Effect of pH and metal ions concentration on naphthenate deposition

The pH of produced water samples from Field L02 range from 6.9 to 8.9, which are above the threshold value of 6.0 (Table 1). The values of TAN in crude oil samples in Field L02 indicate the presence of naphthenic acids in the oil samples (Table 1). Produced water composition is known to play a significant role in the basic naphthenate formation mechanism. Therefore, the pH of the produced water samples can induce the formation of naphthenates in this field, in other words, the pH of Field L02 production system, as measured, presents a good condition for metal naphthenate precipitation.

The profile of metal ions concentrations of the produced water samples from Field L02 (Table 1) reveals that the levels of Ca++, Na+, Mg++ and Fe++ range from 18.28 to 557.97, 78.30 to 11,380, 2.22 to 810 and 0.28 to 13.48 mg/L, respectively. Ca++and Na+ have average high values; Both Ca++ and Na+ have been implicated in naphthenate formation that resulted organic deposit in production facilities. Calcium naphthenate (CaN) formation has been observed at produced water with pH value greater than 6 (Rousseau et al. 2001; Goldszal et al. 2002; Turner and Smith 2005) while sodium naphthenate (NaN) has been observed at produced water with pH value of about 8.5 (Gallup et al. 2005; Turner and Smith 2005). Therefore, with pH range of 6.9–8.9 and relatively high concentrations of calcium and sodium ions, Field L02 is at a risk of CaN and NaN deposition (Fig. 3). Compared with the concentrations of calcium and sodium ions, the concentrations of magnesium and ferrous ions in produced water samples in this field, though in high pH environment (Fig. 4) is not likely to induce naphthenate formation. Organic deposit (CaN) that results from the reaction Ca++ and naphthenic acid are known to be hard solids while deposit (NaN) from the reaction of Na+ and naphthenic acid is quite soft and also form emulsion at lower concentrations. In essence, the relatively high concentrations of these ions would influence naphthenates precipitation in the production facilities of Field L02. Igwebueze et al. (2013) identified calcium naphthenate (CaN) scale as the major component in the solids in an offshore field in the Niger Delta.

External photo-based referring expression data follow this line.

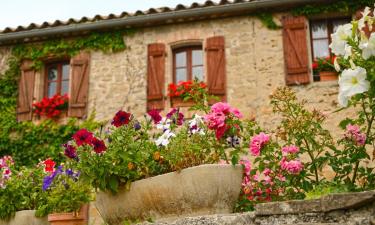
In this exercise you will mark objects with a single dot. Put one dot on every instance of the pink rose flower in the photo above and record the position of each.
(291, 149)
(257, 143)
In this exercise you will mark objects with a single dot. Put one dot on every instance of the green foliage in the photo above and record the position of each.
(267, 20)
(66, 194)
(326, 189)
(340, 6)
(23, 192)
(28, 142)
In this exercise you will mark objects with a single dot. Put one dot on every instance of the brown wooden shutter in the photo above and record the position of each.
(216, 69)
(79, 85)
(25, 91)
(295, 50)
(156, 76)
(358, 15)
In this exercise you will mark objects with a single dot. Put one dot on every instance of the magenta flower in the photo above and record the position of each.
(246, 165)
(155, 115)
(99, 146)
(291, 149)
(82, 137)
(353, 132)
(292, 166)
(258, 142)
(121, 118)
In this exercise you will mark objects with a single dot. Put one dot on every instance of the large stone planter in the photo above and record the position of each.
(25, 217)
(200, 190)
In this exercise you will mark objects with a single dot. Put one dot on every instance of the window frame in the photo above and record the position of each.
(59, 64)
(189, 61)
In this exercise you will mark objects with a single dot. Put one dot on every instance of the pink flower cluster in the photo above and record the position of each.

Calcium ion concentration in the produced water in the offshore field that witnessed heavy metal-naphthenate deposits was 250 mg/L, and if compared with certain wells (D. E. I and J) in Field L02 with Ca++ concentrations of 130.40, 112.48, 557.97 and 318 mg/L, respectively (Table 1), Field L02 is therefore at high risk of organic deposition. Hence, high concentration of Ca++ and Na+ in Field L02 produced water (brine) can aid formation of metal-naphthenate deposits that could impede production of crude oil in this field.

Fig. 3
figure 3

Cross plot of pH versus concentration of metal ions (Na+ and Ca++) to reveal the possibility of calcium naphthenate and sodium napthenate formation

Fig. 4
figure 4

Cross plot of pH versus concentrations of Mg++ and Fe++ to evaluate the influence of these ions on naphthenate formation

Impact of acetic acid treatment on pH of produced water was investigated; a sample of produced water was taken at well E in Field L02. The result shows the pH after acetic acid treatment was 7.40 which is lower compared with the pH of the sample before acetic acid treatment (8.2). The lowering of pH indicates that the acetic acid treatment is effective and favorable to inhibition of metal-naphthenate deposition.

Conclusions

The values of total acid number of the crude oil samples obtained in Field L02 indicate high acidic composition which is indicative of naphthenic acid content. The pH values of the produced water samples were all above the threshold value of 6.0. The concentrations of metal ions in the produced water samples from Field L02 are relatively high especially the concentrations of Ca++ and Na+, coupled with the high pH values, can aid the formation of metal-naphthenate formation. The results of these parameters indicate occurrence of metal-naphthenate precipitation at the present operating conditions for Field L02 production. Field L02 seems to be experiencing slight deposition already which has the potential to grow into bulk deposition if not properly addressed. Acetic acid treatment was effective to mitigate formation of metal naphthenate deposition.